Printmaker and budding curator Katherine Kennedy is alight after taking her 6-year-old son to see Australian snow accumulating in rare abundance at the Perisher ski resort, not far from Mt Kosciuszko.
They've been staying in a log cabin at Jindabyne, a scenic lakeside town with a view of the Snowy Mountains. It's an idyllic prelude to Kennedy returning to Waiheke Island.
Earlier this year, Kennedy took up an eight-week internship at the Waiheke Community Art Gallery, run by Linda Chalmers. "We hugged the minute we met," Kennedy says from Jindabyne. "I feel really warm towards her. I can't wait to see her again."

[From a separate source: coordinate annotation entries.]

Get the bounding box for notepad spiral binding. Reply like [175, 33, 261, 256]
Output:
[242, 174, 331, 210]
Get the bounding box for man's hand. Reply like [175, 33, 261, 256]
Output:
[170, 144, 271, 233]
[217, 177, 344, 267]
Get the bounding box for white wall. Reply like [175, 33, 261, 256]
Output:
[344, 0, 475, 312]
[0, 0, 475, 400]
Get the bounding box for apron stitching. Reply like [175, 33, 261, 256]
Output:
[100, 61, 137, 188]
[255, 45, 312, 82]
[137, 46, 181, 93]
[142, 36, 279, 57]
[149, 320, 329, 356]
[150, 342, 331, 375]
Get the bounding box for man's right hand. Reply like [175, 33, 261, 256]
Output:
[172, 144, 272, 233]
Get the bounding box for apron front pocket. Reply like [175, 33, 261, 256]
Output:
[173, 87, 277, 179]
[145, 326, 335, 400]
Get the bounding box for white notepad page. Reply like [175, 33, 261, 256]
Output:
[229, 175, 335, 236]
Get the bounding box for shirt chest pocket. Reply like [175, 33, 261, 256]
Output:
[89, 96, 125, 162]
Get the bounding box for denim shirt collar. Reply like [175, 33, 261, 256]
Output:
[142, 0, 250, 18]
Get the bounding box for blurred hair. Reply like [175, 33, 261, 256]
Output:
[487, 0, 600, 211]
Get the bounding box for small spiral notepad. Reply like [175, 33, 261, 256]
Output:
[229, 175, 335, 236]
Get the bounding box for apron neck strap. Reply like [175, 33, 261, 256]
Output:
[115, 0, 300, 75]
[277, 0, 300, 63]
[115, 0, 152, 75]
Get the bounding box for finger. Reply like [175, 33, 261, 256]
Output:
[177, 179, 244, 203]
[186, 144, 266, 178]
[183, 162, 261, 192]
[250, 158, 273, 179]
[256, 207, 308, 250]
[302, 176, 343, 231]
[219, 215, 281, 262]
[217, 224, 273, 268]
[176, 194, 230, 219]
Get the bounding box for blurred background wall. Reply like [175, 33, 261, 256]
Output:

When Kennedy first set foot on Waiheke last summer the gallery was whirring with activity as the Headland Sculpture on the Gulf outdoor exhibition was in full swing.
"Linda's incredible," Kennedy says. "She's integral for Headland Sculpture and the whole time that's on she's hanging shows in the gallery. She does it all with absolutely no crankiness. She's a bit of a workaholic.
"When I first arrived Linda asked: "What do you want out of this internship?"
The conversation led towards curating. Near the end of her two-month spell at the gallery Chalmers asked Kennedy if she would return to hang an exhibition. Kennedy had already imagined gathering work from a variety of Australian printmakers and it's this show, named Core, that opened yesterday.
"Print is pretty big in Australia," Kennedy explains. "I'm a student at the University of New South Wales majoring in printmaking and I'm vice-president of the Hawkesbury Printmakers, though they're not involved in this show."
Instead, many of the artists, emerging and established, are connected to the faculty at the University of NSW. The show includes some of Australia's best-loved printmakers, including Rew Hanks, whose impossibly intricate lino-cut Rabbit Pie is one of the highlights. "When somebody thinks of an artist they think of a painter," Kennedy laments.
Yet printmakers have their own traditions and language. The "matrix", or the physical surface that does the printing, can be formed from almost endless sources. Sometimes ink is pushed through a silk screen, or it could be stamped on to the "substrate", the medium that takes the print. Perhaps the printmaker has employed one of a myriad metal etching techniques, which can be further complicated by combining layers of textured material on a single plate to form a collograph, a kind of composite image.
It's these arcane processes that find printmakers often clubbed together with other craft workers, although these methods also help bond printmakers across the Tasman into a tight-knit band pushing the boundaries of what's possible within the curious limits of their discipline.
Kennedy's Core exhibition serves as a seductive and personal introduction to this special community of artists.
It is also a superb excuse to visit one of the Hauraki Gulf's outstanding institutions - the Waiheke Island Community Gallery, where this selection of work will hang until August 17.